The excavations at Serabit and the non-Egyptian character of the ancient hill sanctuary supplied new material for reflection.
Lina Eckenstein, A History of Sinai, 1921
Romanus François Butin of Catholic University of America published articles in the Harvard Theological Review based on the 1927 Harvard Mission to Serabit and the 1930 Harvard-Catholic University Joint Expedition. His article "The Serabit Inscriptions: II. The Decipherment and Significance of the Inscriptions" provides an early detailed study of the inscriptions and some dozen black and white photographs, hand-drawings and analysis of the previously published inscriptions, #346, 349, 350–354, and three new inscriptions, #355–368. At that time, #355 was still in situ at Serabit but had not been photographed by the previous Harvard Mission.

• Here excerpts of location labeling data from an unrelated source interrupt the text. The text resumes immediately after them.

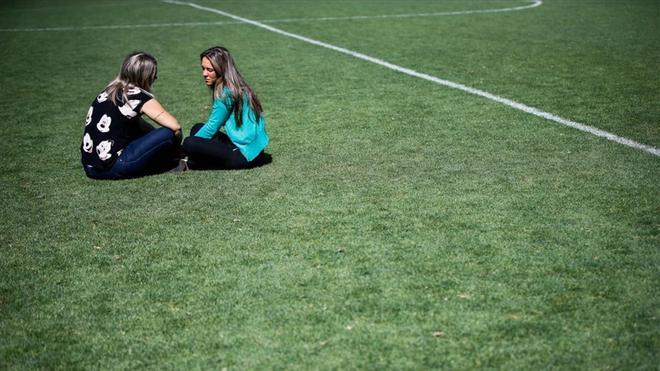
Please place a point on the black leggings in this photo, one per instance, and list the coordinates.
(218, 152)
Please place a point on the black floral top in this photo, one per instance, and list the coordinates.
(109, 127)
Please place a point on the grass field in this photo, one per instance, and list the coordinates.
(401, 225)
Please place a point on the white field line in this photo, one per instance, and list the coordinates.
(534, 4)
(507, 102)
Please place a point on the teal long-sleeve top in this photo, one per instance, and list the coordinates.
(250, 138)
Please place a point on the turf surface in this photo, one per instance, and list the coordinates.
(401, 224)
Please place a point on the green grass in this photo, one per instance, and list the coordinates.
(401, 224)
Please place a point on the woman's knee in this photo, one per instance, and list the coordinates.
(195, 128)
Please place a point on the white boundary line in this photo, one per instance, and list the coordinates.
(534, 4)
(507, 102)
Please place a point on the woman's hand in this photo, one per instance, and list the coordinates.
(155, 111)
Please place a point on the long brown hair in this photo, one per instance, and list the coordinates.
(228, 76)
(139, 69)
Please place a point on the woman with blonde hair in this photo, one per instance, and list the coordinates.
(117, 143)
(237, 110)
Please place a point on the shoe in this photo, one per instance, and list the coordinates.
(181, 166)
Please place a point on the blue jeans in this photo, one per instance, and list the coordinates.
(150, 154)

In 1932, he wrote:
The present article was begun with the limited purpose of making known the new inscriptions discovered by the Harvard-Catholic University Joint Expedition to Serabit in the spring of 1930. In the course of this study, I perceived that some signs doubtful in the inscriptions already published were made clear by the new slabs, and I decided to go over the entire field again.[1]
Table of inscriptions
All the inscriptions published between 1916 and 1936 were given identification numbers following those of Gardiner's initial 1916 publication. Gardiner's numbers 1–344 were objects from Sinai with unrelated Egyptian inscriptions, so the Proto-Sinaitic inscriptions numbering began at 345. Future scholars continued this numbering scheme for ease of reference.